Entre les murs du Centre Wallonie-Bruxelles de Kinshasa, une atmosphère particulière s’est installée ce vendredi 31 octobre, comme si l’esprit d’Andrea Camilleri lui-même avait traversé la Méditerranée pour rejoindre les terres congolaises. La clôture de la 25e édition de la Semaine de la langue italienne dans le monde s’est transformée en un vibrant hommage à l’écrivain sicilien, créateur du célèbre Commissaire Montalbano, dont on célèbre le centenaire de la naissance.
Comment une langue peut-elle devenir un pont entre deux cultures si éloignées géographiquement ? La réponse s’est dessinée tout au long de cette semaine dédiée à l’« Italofonia – lingua oltre i confini », où l’italien a démontré sa capacité à transcender les frontières pour créer des dialogues inattendus. À Kinshasa, cet événement culturel a pris une résonance particulière, mêlant la musicalité de la langue de Dante aux rythmes africains.
La soirée de clôture s’est ouverte sur les mots de l’ambassadeur d’Italie en République démocratique du Congo, Dino Sorrentino, qui a souligné avec émotion la vitalité des échanges culturels entre les deux nations. « La langue italienne n’est pas seulement un outil de communication, mais un véritable vecteur d’identité et de création », a-t-il affirmé, rappelant combien l’œuvre de Camilleri illustre cette richesse par son mélange unique d’italien et de dialecte sicilien.
Le moment le plus poignant de la soirée fut sans conteste la projection du message de la fille de l’auteur. Dans une intervention vidéo chargée d’émotion, elle a exprimé sa gratitude envers la RDC, seul pays africain à avoir célébré le centenaire de la naissance de son père. Cette reconnaissance touchante a souligné l’universalité de l’œuvre camillerienne et sa capacité à parler à toutes les humanités.

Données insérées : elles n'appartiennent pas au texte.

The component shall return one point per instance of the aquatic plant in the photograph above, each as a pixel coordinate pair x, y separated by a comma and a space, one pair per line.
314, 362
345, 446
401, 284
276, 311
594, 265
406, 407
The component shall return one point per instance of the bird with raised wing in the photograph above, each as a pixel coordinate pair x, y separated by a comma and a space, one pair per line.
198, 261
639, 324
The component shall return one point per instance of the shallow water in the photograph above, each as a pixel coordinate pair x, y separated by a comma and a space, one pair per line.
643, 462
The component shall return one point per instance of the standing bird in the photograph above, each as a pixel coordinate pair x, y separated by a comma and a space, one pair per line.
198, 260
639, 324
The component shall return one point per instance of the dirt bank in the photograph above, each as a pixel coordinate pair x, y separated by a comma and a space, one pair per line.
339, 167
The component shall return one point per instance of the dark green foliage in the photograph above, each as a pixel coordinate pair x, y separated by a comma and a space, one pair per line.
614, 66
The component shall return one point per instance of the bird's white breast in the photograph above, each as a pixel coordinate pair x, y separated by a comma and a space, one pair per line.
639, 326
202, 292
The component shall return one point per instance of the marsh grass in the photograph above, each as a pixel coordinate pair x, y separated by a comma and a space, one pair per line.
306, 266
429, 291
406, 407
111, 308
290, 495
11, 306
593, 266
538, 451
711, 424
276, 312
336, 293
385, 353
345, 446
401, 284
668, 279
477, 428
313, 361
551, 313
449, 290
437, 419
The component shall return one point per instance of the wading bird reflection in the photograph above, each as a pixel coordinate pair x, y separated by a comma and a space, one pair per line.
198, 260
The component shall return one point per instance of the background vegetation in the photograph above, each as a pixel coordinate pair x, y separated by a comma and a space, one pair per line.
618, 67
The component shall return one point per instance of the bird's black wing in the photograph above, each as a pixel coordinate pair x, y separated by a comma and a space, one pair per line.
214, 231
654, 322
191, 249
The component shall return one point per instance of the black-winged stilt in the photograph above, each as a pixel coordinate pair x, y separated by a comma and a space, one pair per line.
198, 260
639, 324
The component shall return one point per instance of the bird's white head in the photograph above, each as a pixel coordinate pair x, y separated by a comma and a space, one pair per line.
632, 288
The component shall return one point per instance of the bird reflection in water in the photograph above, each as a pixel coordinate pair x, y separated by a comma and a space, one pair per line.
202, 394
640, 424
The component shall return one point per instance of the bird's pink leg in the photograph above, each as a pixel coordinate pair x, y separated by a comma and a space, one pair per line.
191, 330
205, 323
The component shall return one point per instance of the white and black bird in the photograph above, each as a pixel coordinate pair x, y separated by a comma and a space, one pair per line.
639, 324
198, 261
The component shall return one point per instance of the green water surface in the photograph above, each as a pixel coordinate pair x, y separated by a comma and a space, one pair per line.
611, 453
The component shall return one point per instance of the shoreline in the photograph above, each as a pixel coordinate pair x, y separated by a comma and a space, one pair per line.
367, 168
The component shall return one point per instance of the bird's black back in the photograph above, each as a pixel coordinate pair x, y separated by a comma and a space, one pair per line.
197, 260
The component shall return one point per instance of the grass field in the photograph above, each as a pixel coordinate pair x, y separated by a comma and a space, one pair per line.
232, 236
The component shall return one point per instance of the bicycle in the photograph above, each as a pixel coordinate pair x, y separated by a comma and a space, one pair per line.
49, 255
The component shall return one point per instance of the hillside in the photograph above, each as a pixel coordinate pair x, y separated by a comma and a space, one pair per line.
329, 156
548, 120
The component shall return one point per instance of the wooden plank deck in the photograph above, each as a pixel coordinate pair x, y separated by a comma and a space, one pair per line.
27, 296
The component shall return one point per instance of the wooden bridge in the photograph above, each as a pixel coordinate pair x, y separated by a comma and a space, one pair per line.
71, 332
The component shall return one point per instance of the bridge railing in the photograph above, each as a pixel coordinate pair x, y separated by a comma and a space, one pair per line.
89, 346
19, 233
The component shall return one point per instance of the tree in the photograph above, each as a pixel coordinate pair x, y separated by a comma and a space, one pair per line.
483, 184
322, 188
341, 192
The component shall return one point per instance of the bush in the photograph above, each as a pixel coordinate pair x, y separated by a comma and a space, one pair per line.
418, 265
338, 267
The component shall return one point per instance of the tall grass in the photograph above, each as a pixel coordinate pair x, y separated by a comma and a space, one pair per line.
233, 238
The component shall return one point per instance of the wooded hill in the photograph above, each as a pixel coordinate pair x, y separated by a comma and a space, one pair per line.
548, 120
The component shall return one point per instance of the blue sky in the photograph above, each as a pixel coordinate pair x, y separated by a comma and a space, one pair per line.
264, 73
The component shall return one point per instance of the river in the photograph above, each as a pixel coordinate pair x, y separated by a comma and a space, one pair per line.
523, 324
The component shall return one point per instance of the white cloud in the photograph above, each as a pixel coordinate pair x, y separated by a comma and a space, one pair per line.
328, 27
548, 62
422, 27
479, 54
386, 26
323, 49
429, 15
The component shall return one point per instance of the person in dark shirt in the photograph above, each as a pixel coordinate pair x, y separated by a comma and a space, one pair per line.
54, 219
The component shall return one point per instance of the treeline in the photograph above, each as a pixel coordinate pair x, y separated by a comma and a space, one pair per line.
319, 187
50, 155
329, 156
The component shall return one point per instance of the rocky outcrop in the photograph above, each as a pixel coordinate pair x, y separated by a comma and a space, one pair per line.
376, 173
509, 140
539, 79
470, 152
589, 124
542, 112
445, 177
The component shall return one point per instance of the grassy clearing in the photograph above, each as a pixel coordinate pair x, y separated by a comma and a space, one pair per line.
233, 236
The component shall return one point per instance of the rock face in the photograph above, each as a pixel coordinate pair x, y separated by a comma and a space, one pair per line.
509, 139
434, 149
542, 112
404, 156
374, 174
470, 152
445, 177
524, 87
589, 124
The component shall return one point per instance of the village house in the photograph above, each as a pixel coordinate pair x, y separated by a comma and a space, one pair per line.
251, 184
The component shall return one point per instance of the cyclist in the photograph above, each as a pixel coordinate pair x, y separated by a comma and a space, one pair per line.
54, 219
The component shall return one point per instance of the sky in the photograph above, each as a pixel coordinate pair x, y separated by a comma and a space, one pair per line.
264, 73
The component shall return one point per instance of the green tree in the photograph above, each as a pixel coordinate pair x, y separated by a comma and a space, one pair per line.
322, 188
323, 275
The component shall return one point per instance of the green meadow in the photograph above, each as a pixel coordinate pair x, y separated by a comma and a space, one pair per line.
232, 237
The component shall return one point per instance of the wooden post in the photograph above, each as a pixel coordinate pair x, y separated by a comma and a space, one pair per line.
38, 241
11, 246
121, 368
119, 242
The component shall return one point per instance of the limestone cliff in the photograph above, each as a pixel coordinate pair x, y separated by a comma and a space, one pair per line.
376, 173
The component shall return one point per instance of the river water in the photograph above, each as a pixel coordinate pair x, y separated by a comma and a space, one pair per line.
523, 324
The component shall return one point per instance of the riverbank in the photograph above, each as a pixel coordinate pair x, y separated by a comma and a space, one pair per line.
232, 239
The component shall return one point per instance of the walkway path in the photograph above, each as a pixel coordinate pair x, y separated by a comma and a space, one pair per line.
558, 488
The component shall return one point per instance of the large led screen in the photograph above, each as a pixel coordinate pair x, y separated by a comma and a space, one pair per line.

L’artiste congolais Ben Kamanda a offert au public une interprétation magistrale d’extraits des textes de l’écrivain, faisant résonner dans l’espace kinsois la prose unique de Camilleri. Sa voix, tantôt grave, tantôt enjouée, a su capturer l’essence même de l’écriture camillerienne : ce mélange si particulier de gravité et d’ironie, de réalisme et de poésie. Puis Elisabetta a entraîné l’auditoire dans un voyage sensoriel au cœur de la Sicile, évoquant avec délicatesse les paysages, les odeurs et les saveurs qui peuplent l’univers du Commissaire Montalbano.
L’hommage s’est poursuivi par une exposition retraçant le parcours littéraire de cet écrivain hors norme, né le 6 septembre 1925 à Porto Empedocle. Les panneaux, richement documentés, rappelaient le parcours exceptionnel de cet auteur qui, après des débuts modestes dans les années 1970, connaîtrait un succès planétaire dans les années 1990. Comment expliquer que les enquêtes du Commissaire Montalbano aient pu séduire des millions de lecteurs à travers le monde, de l’Europe à l’Afrique ? La réponse se niche peut-être dans cette capacité unique de Camilleri à mêler intrigue policière et chronique sociale, tout en maintenant une profonde humanité dans ses personnages.
Les lectures bilingues d’extraits de ses œuvres ont permis aux francophones de découvrir la richesse de sa langue, tandis que l’accompagnement musical inspiré du thème de Montalbano créait une atmosphère envoûtante, comme si l’esprit de la Sicile avait momentanément investi l’espace kinsois. La soirée s’est achevée dans la convivialité d’un cocktail, où les conversations allaient bon train, mêlant réflexions littéraires et échanges sur la place de la culture italienne en RDC.
Cette célébration de la Semaine de la langue italienne à Kinshasa aura démontré, s’il en était encore besoin, que la littérature véritablement grande ignore les frontières. L’hommage à Andrea Camilleri en terre congolaise témoigne de cette universalité des œuvres qui, tout en étant profondément ancrées dans leur terroir d’origine, parviennent à parler au monde entier. La RDC, en étant le seul pays africain à rendre cet hommage, affirme sa place dans le concert des nations qui célèbrent la création littéraire dans ce qu’elle a de plus noble.
Entre les lignes de Camilleri et l’accueil chaleureux de Kinshasa, c’est tout un dialogue des cultures qui s’est instauré, prouvant que la langue italienne, comme la littérature congolaise, participe de cette grande conversation humaine qui dépasse les frontières géographiques et linguistiques. La clôture de cette 25e édition laisse dans son sillage une certitude : l’héritage de Camilleri continuera d’inspirer et de rassembler, au-delà des mers et des générations.